How would my audience take this? A character who feels heartbroken and sad over her own birthday? She starts to question maybe her mother would've been better off without having her. Lots of "What ifs?" begin floating inside her head, although she's 35 years old or so. Her birthday is like a sword jammed in her heart, very painful. I am being honest and truthful for how my character thinks. Maybe over time she will learn to view her birthday differently. Maybe it'll cause a rift between her and her best friend.

In any case, how do I make a character like this likable to the reader? Yes, she is a bit depressed I suppose over it but I want readers to keep reading her part of the story and staying hopeful for her and that she will see light in her life. Please let me know! :)
Read stories with characters who resent birthdays/holidays because it's the anniversary of death/trauma and see what works and what doesn't and go from there
 

MorganaPendragon25

Senior Member
Read stories with characters who resent birthdays/holidays because it's the anniversary of death/trauma and see what works and what doesn't and go from there

Do you have any examples by chance that I could look up?

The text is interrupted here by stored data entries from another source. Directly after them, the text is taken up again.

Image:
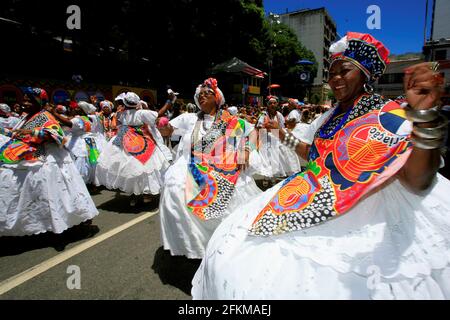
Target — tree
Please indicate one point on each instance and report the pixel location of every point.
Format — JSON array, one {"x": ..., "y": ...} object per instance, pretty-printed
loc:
[{"x": 286, "y": 51}]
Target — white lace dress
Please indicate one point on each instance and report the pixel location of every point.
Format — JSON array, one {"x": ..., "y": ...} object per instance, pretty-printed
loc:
[
  {"x": 116, "y": 169},
  {"x": 41, "y": 196},
  {"x": 183, "y": 233},
  {"x": 392, "y": 245},
  {"x": 276, "y": 160},
  {"x": 79, "y": 150}
]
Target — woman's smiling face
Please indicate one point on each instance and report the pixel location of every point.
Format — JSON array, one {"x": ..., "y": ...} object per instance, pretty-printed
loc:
[{"x": 346, "y": 81}]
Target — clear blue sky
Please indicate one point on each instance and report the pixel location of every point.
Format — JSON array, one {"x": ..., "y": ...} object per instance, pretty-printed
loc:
[{"x": 402, "y": 21}]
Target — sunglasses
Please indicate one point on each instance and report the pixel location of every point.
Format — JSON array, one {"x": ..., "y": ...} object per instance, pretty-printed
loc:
[{"x": 205, "y": 94}]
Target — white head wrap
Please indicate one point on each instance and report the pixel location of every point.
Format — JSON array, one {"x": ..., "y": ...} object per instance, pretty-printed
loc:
[{"x": 131, "y": 100}]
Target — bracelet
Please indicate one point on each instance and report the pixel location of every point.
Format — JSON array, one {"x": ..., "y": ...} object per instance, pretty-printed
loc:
[
  {"x": 437, "y": 132},
  {"x": 250, "y": 145},
  {"x": 421, "y": 116},
  {"x": 290, "y": 140},
  {"x": 428, "y": 144}
]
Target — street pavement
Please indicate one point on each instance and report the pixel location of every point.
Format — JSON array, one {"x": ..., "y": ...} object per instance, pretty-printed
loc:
[{"x": 130, "y": 264}]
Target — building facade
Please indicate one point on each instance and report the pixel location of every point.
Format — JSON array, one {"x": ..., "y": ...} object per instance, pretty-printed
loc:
[
  {"x": 437, "y": 48},
  {"x": 390, "y": 85},
  {"x": 316, "y": 30}
]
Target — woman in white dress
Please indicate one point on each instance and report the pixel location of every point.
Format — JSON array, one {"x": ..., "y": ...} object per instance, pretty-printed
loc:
[
  {"x": 132, "y": 161},
  {"x": 40, "y": 187},
  {"x": 83, "y": 142},
  {"x": 204, "y": 184},
  {"x": 368, "y": 219},
  {"x": 277, "y": 161}
]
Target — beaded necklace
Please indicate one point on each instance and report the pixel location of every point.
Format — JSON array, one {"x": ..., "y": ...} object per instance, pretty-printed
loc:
[{"x": 323, "y": 129}]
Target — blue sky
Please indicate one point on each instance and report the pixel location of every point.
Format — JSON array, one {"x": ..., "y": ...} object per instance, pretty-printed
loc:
[{"x": 402, "y": 21}]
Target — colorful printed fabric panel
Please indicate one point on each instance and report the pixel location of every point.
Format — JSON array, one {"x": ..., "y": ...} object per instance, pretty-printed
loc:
[
  {"x": 109, "y": 125},
  {"x": 86, "y": 123},
  {"x": 30, "y": 148},
  {"x": 214, "y": 169},
  {"x": 370, "y": 147},
  {"x": 136, "y": 141}
]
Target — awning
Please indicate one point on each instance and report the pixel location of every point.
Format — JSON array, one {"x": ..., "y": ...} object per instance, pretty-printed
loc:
[{"x": 236, "y": 65}]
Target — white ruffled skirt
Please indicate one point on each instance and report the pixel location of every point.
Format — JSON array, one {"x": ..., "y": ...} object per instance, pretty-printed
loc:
[
  {"x": 43, "y": 196},
  {"x": 392, "y": 245},
  {"x": 276, "y": 160},
  {"x": 116, "y": 169},
  {"x": 183, "y": 233}
]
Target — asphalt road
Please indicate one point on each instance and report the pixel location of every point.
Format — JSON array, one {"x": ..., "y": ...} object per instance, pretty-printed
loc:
[{"x": 129, "y": 264}]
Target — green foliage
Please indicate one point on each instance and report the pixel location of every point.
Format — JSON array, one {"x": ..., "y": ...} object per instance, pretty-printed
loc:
[{"x": 287, "y": 50}]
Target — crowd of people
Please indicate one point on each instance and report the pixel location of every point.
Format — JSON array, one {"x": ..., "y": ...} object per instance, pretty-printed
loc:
[{"x": 359, "y": 189}]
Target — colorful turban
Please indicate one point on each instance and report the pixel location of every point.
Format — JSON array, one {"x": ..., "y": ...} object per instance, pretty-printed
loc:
[
  {"x": 272, "y": 98},
  {"x": 61, "y": 108},
  {"x": 38, "y": 94},
  {"x": 131, "y": 100},
  {"x": 86, "y": 107},
  {"x": 4, "y": 109},
  {"x": 364, "y": 51},
  {"x": 212, "y": 84},
  {"x": 106, "y": 104}
]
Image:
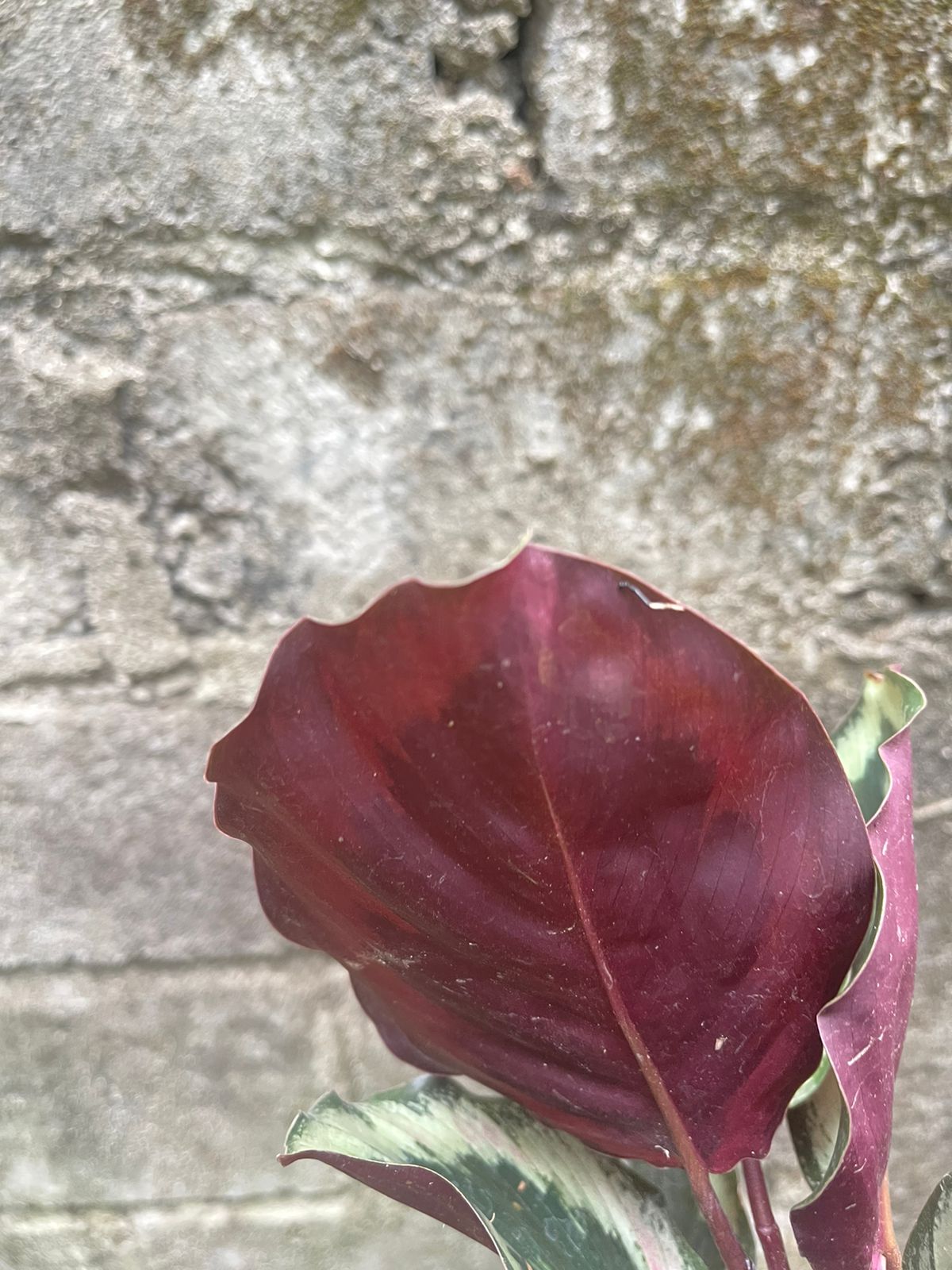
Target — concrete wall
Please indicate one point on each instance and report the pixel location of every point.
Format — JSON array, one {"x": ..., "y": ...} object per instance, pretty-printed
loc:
[{"x": 301, "y": 298}]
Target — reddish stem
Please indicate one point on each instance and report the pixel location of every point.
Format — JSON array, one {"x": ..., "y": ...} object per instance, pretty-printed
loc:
[
  {"x": 766, "y": 1223},
  {"x": 890, "y": 1249}
]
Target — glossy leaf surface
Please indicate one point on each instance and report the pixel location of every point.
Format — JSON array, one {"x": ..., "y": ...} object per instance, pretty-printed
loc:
[
  {"x": 489, "y": 1168},
  {"x": 843, "y": 1132},
  {"x": 679, "y": 1202},
  {"x": 569, "y": 840},
  {"x": 930, "y": 1246}
]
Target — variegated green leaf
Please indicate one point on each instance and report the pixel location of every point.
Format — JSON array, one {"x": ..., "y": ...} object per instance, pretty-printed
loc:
[
  {"x": 484, "y": 1165},
  {"x": 866, "y": 1022},
  {"x": 889, "y": 704},
  {"x": 681, "y": 1204},
  {"x": 930, "y": 1246}
]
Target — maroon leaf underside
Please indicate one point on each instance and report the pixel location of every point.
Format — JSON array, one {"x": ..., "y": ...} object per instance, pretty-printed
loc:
[
  {"x": 863, "y": 1033},
  {"x": 558, "y": 835}
]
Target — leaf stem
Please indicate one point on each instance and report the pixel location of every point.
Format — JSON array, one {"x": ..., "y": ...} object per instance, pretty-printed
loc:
[
  {"x": 766, "y": 1223},
  {"x": 890, "y": 1249}
]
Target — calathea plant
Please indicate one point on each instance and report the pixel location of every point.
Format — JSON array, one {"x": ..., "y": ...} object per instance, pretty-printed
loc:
[{"x": 573, "y": 841}]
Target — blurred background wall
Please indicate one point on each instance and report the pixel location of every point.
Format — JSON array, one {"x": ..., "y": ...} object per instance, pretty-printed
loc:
[{"x": 298, "y": 298}]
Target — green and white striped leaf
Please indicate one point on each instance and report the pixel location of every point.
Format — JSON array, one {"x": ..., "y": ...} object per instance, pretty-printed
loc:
[
  {"x": 685, "y": 1213},
  {"x": 930, "y": 1246},
  {"x": 484, "y": 1165},
  {"x": 842, "y": 1151},
  {"x": 818, "y": 1118}
]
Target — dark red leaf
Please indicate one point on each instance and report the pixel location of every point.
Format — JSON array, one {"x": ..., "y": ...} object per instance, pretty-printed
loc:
[
  {"x": 846, "y": 1225},
  {"x": 569, "y": 840}
]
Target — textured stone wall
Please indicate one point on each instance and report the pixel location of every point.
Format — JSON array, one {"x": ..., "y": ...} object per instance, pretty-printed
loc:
[{"x": 301, "y": 298}]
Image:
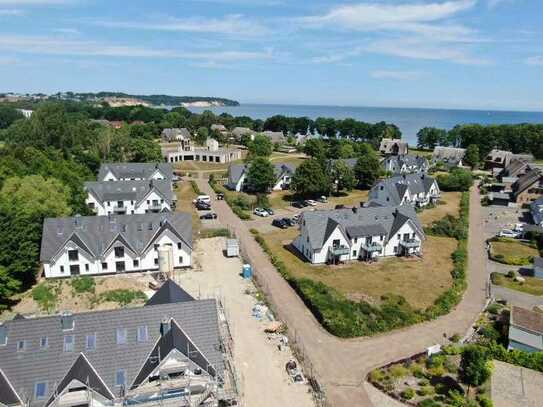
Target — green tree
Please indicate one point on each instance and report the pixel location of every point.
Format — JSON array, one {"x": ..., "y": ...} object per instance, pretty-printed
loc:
[
  {"x": 260, "y": 176},
  {"x": 474, "y": 365},
  {"x": 367, "y": 169},
  {"x": 310, "y": 179},
  {"x": 201, "y": 136},
  {"x": 261, "y": 146},
  {"x": 342, "y": 176},
  {"x": 472, "y": 157}
]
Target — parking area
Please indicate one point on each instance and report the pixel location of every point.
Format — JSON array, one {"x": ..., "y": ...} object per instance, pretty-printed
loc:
[{"x": 260, "y": 364}]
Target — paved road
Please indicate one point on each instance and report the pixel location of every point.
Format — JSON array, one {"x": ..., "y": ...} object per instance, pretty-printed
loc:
[{"x": 342, "y": 364}]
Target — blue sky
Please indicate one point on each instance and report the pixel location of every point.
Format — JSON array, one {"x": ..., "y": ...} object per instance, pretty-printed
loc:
[{"x": 415, "y": 53}]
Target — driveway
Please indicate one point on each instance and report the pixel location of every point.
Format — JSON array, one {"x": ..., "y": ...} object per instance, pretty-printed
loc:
[{"x": 341, "y": 365}]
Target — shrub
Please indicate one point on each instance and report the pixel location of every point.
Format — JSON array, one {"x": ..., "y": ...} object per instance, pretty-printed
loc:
[
  {"x": 408, "y": 394},
  {"x": 123, "y": 296},
  {"x": 83, "y": 284}
]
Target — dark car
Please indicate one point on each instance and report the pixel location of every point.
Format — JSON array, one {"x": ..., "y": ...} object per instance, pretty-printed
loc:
[
  {"x": 202, "y": 206},
  {"x": 280, "y": 223}
]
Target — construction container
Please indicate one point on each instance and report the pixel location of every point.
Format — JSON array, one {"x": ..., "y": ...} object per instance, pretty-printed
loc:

Speaking of that, I wonder how most people in real life approach a friend of theirs who they know doesn't like their birthday? Is it better to leave them alone and not say anything? There are some men and women out there who dislike the concept of aging and want to maintain their youthful looks, some people are scared to get older. Seems like most people wish happy birthday to such folks anyway, thinking and assuming they'll like it. Now for someone like me...there are many reasons why I don't like mine...and although people who might know it and say happy birthday to me, I honestly get offended by it because it brings up past trauma and they know very well how I feel about my own birthday.

I can write my character here very well because I have deep feelings about my whole stance on birthdays. Lots of emotion put into it.
 

MistWolf

Senior Member
Do you have any examples by chance that I could look up?
I don't recall offhand. It's usually something that's part of the character, but not something that defines the character. I know the character Harry Bosch isn't big on holidays because he's a loner. His mother was murdered when he was eleven and he spent time at an orphanage before being fostered out.

Speaking of that, I wonder how most people in real life approach a friend of theirs who they know doesn't like their birthday?
Ask directly how they'd like you to handle it. The answer may surprise you.

I honestly get offended by it because it brings up past trauma and they know very well how I feel about my own birthday.
First, be a duck. Let it slide off you like water off the back of a duck. Second, realize these folks are insensitive. That's on them. Don't let their insensitivity get you down. Living well is the best revenge! Third, are you certain you made it plain how you feel? Miscommunication is a real thing.

Last- Yes, write it. Just write it. Write it from your heart, write it from your gut. Write it until it's all out. Then go back and pick out the gems.